It was never my intention to leave this blog ignored and neglected for so long. I don't even remember taking a conscious sabbatical from writing. Before I knew it though, I was going through a dry spell, one of the worst I have faced in a long, long time.
It's funny, this whole writer's block thing. For someone who believed that writer's block was just another excuse to not write, to hide comfortably under the pretense of an established condition most writers go through, grappling with it was strange.
Contrary to popular belief, it does not set in whenever there's a dearth of passion. It just does. It creeps up on you, when you least expect it to. You ignore it at first, you pretend you're immune to it. You burst your bubble soon enough. And it just becomes easier to sway, to sway to a tune you don't set, a tune you have no knowledge of. Six months pass and you feel like you are never writing again. You lose the right to call yourself a writer anymore, hence rendering the very term pointless.
But, you want to write. More than anything else. More than you admit. To yourself. By now, you've reached far beyond the point where you could blame it on 'writer's block' and shrug it off. So you wait. You wait for when you think you'll be ready. In truth though, you're only fooling yourself, pretending some more. That mythical, magical day you wait for will never come till I beckon it.
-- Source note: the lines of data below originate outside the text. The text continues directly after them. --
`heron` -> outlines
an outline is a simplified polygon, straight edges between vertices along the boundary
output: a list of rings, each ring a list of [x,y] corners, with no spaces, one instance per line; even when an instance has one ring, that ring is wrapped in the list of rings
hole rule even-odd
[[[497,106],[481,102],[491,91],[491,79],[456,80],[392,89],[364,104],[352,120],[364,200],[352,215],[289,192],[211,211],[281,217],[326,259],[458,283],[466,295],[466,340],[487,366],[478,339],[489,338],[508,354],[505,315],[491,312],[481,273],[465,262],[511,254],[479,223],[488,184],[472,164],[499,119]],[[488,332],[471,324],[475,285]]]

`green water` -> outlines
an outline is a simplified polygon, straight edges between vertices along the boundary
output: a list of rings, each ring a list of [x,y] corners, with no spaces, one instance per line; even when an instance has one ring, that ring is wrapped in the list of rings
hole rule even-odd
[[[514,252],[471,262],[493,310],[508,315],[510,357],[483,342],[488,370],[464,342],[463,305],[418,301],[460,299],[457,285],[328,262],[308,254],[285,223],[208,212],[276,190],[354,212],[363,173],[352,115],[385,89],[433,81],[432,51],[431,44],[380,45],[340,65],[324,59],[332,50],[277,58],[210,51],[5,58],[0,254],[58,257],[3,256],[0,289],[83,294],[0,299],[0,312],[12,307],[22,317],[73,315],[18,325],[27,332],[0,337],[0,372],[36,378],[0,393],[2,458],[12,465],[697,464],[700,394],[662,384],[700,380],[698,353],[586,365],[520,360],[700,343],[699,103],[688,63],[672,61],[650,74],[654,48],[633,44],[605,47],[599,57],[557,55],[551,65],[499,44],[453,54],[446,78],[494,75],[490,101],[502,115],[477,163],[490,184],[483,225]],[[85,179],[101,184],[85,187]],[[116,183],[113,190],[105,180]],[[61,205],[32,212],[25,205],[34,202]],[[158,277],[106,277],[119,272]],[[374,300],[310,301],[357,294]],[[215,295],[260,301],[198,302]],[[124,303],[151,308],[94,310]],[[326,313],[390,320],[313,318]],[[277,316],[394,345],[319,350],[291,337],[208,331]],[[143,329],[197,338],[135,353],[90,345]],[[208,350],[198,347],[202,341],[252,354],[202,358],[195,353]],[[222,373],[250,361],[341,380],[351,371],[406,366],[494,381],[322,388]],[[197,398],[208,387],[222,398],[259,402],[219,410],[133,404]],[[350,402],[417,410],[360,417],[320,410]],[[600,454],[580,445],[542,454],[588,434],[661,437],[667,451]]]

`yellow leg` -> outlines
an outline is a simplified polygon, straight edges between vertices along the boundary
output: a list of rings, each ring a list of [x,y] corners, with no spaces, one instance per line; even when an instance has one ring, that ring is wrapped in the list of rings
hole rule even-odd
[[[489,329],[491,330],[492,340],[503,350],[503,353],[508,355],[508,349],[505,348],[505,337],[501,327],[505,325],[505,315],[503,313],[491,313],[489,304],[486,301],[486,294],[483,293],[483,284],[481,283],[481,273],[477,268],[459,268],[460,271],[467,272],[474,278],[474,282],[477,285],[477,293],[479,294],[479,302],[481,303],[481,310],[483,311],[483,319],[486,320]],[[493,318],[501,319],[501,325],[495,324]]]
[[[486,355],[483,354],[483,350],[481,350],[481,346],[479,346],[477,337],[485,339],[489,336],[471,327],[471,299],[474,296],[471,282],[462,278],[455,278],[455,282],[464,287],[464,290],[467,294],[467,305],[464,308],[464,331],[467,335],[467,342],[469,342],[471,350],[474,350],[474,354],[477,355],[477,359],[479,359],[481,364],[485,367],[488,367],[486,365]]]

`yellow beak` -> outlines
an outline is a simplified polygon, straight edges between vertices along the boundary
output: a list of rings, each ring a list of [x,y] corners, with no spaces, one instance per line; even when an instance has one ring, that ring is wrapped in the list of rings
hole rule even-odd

This is home. This is my space. I have come to reclaim it. I created this space for a reason. It was meant as much for catharsis as an almost introspective glance. Without it, I felt like a part of me was just barely hanging in there. Suspended. Perhaps it was an over-dependence. Perhaps it just meant I wasn't committed enough, or that I felt a little like Alice. Either way, it's real. It's happening. I'm reclaiming.